Feature Selection with Annealing for Regression and Classification

Adrian Barbu , Florida State University

Many computer vision and medical imaging problems are faced with learning from large datasets, with millions of observations and features. In this talk I present a novel efficient algorithm for variable selection and learning on such datasets, optimizing a likelihood with sparsity constraints. The iterative algorithm alternates parameter updates with tightening the constraints by gradually removing variables based on a criterion and a schedule. I present a generic approach for optimizing any differentiable loss function and applications to regression and classification. By using one dimensional piecewise linear response functions we introduce nonlinear dependence on the selected variables and a second order prior on the response functions to avoid overfitting. The approach has theoretical guarantees of convergence and variable selection consistency for regression and logistic regression. Experiments on real and synthetic data show that the proposed method compares very well with other state of the art methods in regression and classification while being computationally very efficient.

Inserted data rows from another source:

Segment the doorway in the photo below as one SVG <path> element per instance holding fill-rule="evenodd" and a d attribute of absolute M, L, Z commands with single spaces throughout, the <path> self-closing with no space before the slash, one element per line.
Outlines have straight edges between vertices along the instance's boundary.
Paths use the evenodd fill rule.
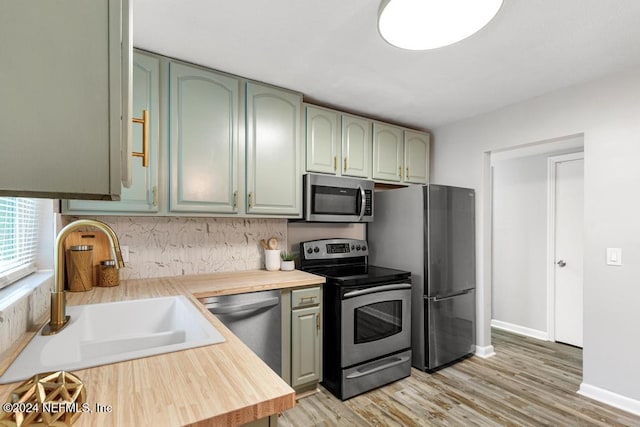
<path fill-rule="evenodd" d="M 485 281 L 490 283 L 492 327 L 556 340 L 556 294 L 549 277 L 555 280 L 552 266 L 560 268 L 555 262 L 561 258 L 555 259 L 555 231 L 554 240 L 549 238 L 554 229 L 549 212 L 555 212 L 549 202 L 549 158 L 583 158 L 583 144 L 583 135 L 574 135 L 488 153 L 491 192 L 485 206 L 489 207 L 486 225 L 491 237 L 484 261 L 489 272 Z M 582 173 L 579 175 L 582 179 Z M 581 254 L 582 243 L 578 246 Z M 581 271 L 578 264 L 572 260 L 571 270 Z M 581 301 L 581 297 L 578 299 Z M 581 314 L 573 318 L 579 318 L 582 324 Z M 564 342 L 580 344 L 571 339 Z"/>
<path fill-rule="evenodd" d="M 584 155 L 548 159 L 547 329 L 550 341 L 582 347 Z"/>

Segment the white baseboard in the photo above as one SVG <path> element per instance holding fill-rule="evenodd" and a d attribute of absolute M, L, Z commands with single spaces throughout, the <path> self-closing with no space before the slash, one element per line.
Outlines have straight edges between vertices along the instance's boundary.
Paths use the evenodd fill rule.
<path fill-rule="evenodd" d="M 485 345 L 484 347 L 476 346 L 476 352 L 474 354 L 483 359 L 488 359 L 491 356 L 495 356 L 496 352 L 493 350 L 492 345 Z"/>
<path fill-rule="evenodd" d="M 605 390 L 600 387 L 592 386 L 589 384 L 580 384 L 578 394 L 585 397 L 589 397 L 598 402 L 606 403 L 623 411 L 630 412 L 635 415 L 640 415 L 640 400 L 631 399 L 621 394 Z"/>
<path fill-rule="evenodd" d="M 503 331 L 513 332 L 514 334 L 524 335 L 539 340 L 549 341 L 549 334 L 537 329 L 531 329 L 520 325 L 514 325 L 513 323 L 502 322 L 500 320 L 491 320 L 491 327 L 496 329 L 502 329 Z"/>

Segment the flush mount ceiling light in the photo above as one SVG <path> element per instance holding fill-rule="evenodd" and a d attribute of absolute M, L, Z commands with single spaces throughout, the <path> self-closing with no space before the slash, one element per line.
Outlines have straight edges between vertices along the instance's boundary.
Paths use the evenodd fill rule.
<path fill-rule="evenodd" d="M 501 6 L 502 0 L 382 0 L 378 30 L 393 46 L 435 49 L 474 34 Z"/>

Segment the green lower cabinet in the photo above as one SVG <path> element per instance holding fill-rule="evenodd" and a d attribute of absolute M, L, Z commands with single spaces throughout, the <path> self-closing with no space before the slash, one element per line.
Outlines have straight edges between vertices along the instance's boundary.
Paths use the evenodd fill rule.
<path fill-rule="evenodd" d="M 322 379 L 322 289 L 282 290 L 282 378 L 296 393 Z"/>
<path fill-rule="evenodd" d="M 134 153 L 146 155 L 148 166 L 141 157 L 131 159 L 132 184 L 123 188 L 119 201 L 64 200 L 65 214 L 111 214 L 158 212 L 158 151 L 159 151 L 159 93 L 160 60 L 154 55 L 133 53 L 133 117 L 142 119 L 147 112 L 149 133 L 148 152 L 144 153 L 143 123 L 133 123 L 131 137 Z"/>

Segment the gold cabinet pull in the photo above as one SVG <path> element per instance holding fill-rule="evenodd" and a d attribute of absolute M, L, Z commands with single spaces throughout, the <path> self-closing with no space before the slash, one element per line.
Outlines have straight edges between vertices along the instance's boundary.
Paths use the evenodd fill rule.
<path fill-rule="evenodd" d="M 142 167 L 149 166 L 149 110 L 142 110 L 142 118 L 134 117 L 133 123 L 142 125 L 142 152 L 134 151 L 131 153 L 133 157 L 142 157 Z"/>

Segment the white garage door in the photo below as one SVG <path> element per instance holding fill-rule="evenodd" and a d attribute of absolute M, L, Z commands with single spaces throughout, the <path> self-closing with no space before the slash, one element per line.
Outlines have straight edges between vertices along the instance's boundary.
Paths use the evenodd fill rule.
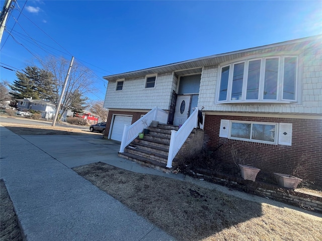
<path fill-rule="evenodd" d="M 132 123 L 132 116 L 115 115 L 112 128 L 111 139 L 115 141 L 122 141 L 122 136 L 124 129 L 124 125 L 130 125 Z"/>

Dr. Adrian Barbu received his BS degree from University of Bucharest, Romania, in 1995, a Ph.D. in Mathematics from Ohio State University in 2000 and a Ph.D. in Computer Science from UCLA in 2005. From 2005 to 2007 he was a research scientist and later project manager in Siemens Corporate Research, working in medical imaging. He received the 2011 Thomas A. Edison Patent Award with his co-authors for their work on Marginal Space Learning. Fro m 2007 he joined the Statistics department at Florida State University, first as assistant professor, and since 2013 as associate professor. His research interests are in computer vision, machine learning and medical imaging.